Elected to parliament in Cape Town in the first non-racial elections in 1994, Mokaba became Deputy Minister of Environment Affairs and Tourism in Mandela's post-apartheid government, a post he held until Thabo Mbeki became President in 1999. His tenure as head of the National Tourism Forum was characterised by revelations that he had paid himself the equivalent of US$71,000 over and above his salary as an MP, in contravention of the ANC code of conduct requiring public disclosure of extra earnings. This was no barrier to him remaining a member of the ANC national executive and being appointed head of its election campaign team.
Despite his lack of any substantial scientific training, Mokaba vocally supported Mbeki in repudiating the link between HIV and Aids, and had condemned Aids drugs as poisonous.

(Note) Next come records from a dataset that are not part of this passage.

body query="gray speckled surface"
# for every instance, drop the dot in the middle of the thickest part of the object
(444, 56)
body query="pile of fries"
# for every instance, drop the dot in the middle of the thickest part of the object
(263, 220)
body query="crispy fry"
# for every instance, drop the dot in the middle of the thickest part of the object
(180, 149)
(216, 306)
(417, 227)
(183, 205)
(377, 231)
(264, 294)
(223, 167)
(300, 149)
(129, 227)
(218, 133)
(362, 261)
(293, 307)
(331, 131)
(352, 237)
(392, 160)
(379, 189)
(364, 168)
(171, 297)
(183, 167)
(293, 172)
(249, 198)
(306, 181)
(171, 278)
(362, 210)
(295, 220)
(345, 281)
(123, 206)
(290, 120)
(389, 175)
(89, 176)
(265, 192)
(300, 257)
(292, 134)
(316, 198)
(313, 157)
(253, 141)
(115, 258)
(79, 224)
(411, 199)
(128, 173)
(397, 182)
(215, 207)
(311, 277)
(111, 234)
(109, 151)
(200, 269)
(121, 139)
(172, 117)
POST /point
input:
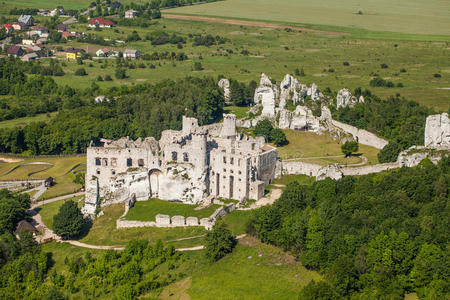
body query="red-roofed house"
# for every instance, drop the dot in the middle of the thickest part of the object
(8, 28)
(100, 22)
(16, 51)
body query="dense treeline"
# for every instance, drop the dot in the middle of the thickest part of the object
(378, 236)
(137, 111)
(400, 121)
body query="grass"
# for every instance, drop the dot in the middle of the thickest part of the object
(27, 120)
(63, 180)
(47, 211)
(403, 16)
(277, 52)
(313, 148)
(252, 271)
(147, 210)
(104, 232)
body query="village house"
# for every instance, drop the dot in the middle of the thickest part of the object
(29, 57)
(19, 26)
(103, 52)
(73, 53)
(27, 20)
(131, 14)
(8, 28)
(101, 23)
(15, 51)
(131, 54)
(61, 27)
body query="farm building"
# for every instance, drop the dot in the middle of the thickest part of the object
(132, 54)
(26, 19)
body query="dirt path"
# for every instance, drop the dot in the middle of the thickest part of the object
(249, 23)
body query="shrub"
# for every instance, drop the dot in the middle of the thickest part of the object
(80, 72)
(69, 220)
(219, 242)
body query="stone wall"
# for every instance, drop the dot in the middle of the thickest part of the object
(166, 221)
(361, 136)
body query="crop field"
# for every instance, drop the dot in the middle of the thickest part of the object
(147, 210)
(277, 52)
(406, 16)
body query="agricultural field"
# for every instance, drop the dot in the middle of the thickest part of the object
(277, 52)
(147, 210)
(405, 16)
(27, 120)
(61, 171)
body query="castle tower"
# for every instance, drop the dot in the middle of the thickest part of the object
(199, 147)
(228, 127)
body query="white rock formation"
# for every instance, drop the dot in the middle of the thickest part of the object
(225, 85)
(344, 98)
(266, 94)
(437, 131)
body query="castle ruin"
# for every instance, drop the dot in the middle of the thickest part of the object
(192, 165)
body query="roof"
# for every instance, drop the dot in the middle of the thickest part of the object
(13, 49)
(40, 28)
(25, 18)
(25, 225)
(100, 21)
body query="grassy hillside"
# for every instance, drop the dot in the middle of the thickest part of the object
(407, 16)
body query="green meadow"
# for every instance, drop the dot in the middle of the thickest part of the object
(405, 16)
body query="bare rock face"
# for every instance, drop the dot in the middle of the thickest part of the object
(266, 94)
(225, 85)
(331, 171)
(437, 131)
(343, 98)
(314, 92)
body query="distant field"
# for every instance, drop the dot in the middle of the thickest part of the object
(276, 53)
(407, 16)
(27, 120)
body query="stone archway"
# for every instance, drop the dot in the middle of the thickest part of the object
(154, 176)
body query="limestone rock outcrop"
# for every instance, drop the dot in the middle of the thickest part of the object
(437, 131)
(301, 118)
(225, 85)
(266, 94)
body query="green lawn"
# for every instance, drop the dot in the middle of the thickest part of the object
(406, 16)
(27, 120)
(147, 210)
(307, 145)
(252, 271)
(104, 232)
(47, 211)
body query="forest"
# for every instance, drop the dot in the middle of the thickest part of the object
(378, 236)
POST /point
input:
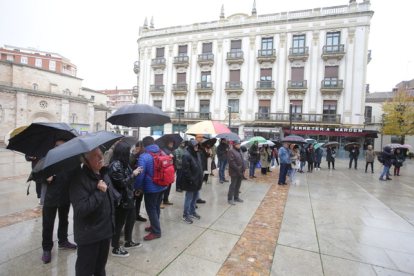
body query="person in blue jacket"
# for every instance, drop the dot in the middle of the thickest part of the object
(153, 193)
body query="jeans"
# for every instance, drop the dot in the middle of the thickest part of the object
(190, 202)
(386, 172)
(252, 168)
(350, 161)
(222, 169)
(48, 223)
(283, 173)
(92, 258)
(152, 204)
(179, 179)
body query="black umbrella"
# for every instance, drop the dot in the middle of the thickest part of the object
(164, 140)
(139, 115)
(38, 138)
(228, 136)
(68, 154)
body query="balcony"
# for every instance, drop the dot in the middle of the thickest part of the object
(299, 118)
(265, 88)
(296, 87)
(266, 56)
(234, 87)
(179, 89)
(158, 63)
(333, 51)
(205, 59)
(332, 87)
(204, 89)
(136, 67)
(181, 61)
(298, 53)
(235, 58)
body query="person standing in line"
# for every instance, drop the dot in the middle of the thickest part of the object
(193, 174)
(369, 158)
(222, 150)
(353, 156)
(182, 149)
(253, 158)
(310, 157)
(123, 178)
(387, 155)
(236, 172)
(284, 162)
(93, 214)
(330, 157)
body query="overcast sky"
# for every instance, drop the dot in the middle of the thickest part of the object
(100, 36)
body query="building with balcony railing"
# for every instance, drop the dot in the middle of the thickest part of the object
(260, 65)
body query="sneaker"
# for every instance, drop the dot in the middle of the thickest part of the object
(119, 252)
(132, 245)
(195, 216)
(151, 237)
(46, 257)
(67, 246)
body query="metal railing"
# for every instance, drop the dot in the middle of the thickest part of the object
(332, 83)
(180, 87)
(234, 85)
(266, 53)
(265, 84)
(329, 49)
(158, 61)
(235, 55)
(204, 85)
(157, 87)
(181, 59)
(298, 84)
(298, 117)
(206, 57)
(299, 51)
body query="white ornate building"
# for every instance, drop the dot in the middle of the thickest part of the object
(314, 59)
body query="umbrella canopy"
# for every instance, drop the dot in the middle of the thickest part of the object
(38, 138)
(139, 115)
(228, 136)
(350, 145)
(68, 154)
(163, 141)
(332, 144)
(208, 127)
(294, 139)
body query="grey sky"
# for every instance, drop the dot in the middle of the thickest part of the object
(100, 36)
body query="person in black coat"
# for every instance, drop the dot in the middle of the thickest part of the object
(192, 180)
(93, 214)
(353, 155)
(123, 178)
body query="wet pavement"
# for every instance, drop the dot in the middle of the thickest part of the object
(342, 222)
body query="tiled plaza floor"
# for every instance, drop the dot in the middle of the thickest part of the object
(342, 222)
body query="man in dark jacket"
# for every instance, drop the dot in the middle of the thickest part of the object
(222, 150)
(353, 155)
(387, 155)
(92, 199)
(55, 198)
(192, 180)
(236, 172)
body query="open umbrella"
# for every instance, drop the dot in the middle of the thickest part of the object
(68, 154)
(163, 141)
(139, 115)
(208, 127)
(38, 138)
(294, 139)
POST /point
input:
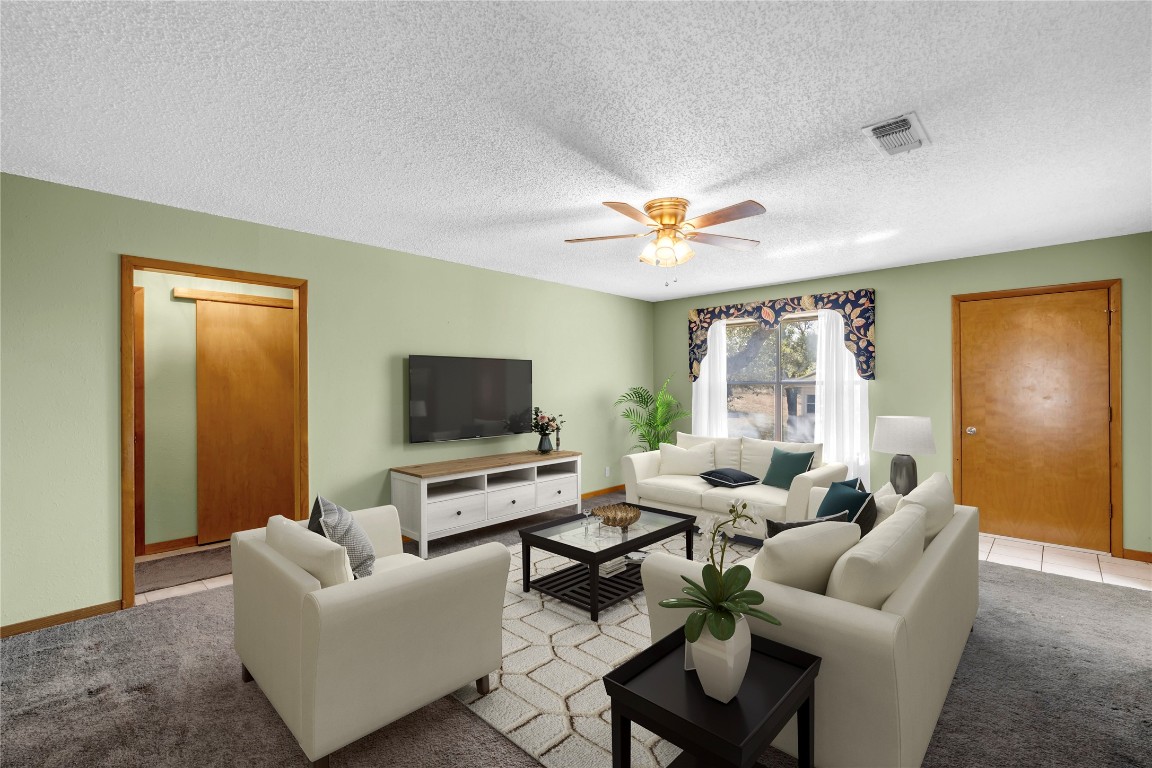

Asked recently by the ANC to desist from making statements on HIV/Aids following an official change of stance by the government, he repeated his contention in interviews only three days before his death.
HIV and Aids, he stated, were part of an "international Western plot" to wipe out blacks and "regain colonial control" in Africa. Anti-Aids drugs were a fraudulent stunt to bring "profits for the pharmaceutical industry". It was a rhetoric that obscured as much as it revealed about Africa's lack of access to the resources of modern medicine. A profound cultural hostility to acknowledging the nature of a sexually transmitted illness has created a bizarre and life-threatening ideological climate.
In terms of candour on the issue of the Aids catastrophe in South Africa, Mokaba the politician was part of the problem. The South African public now expects the pronouncements of its most senior political leaders about Aids not to carry conviction: an outcome corrosive of the democratic process.
In terms of the scale of the catastrophe in southern Africa, as viewed from Britain, one would think it were another planet.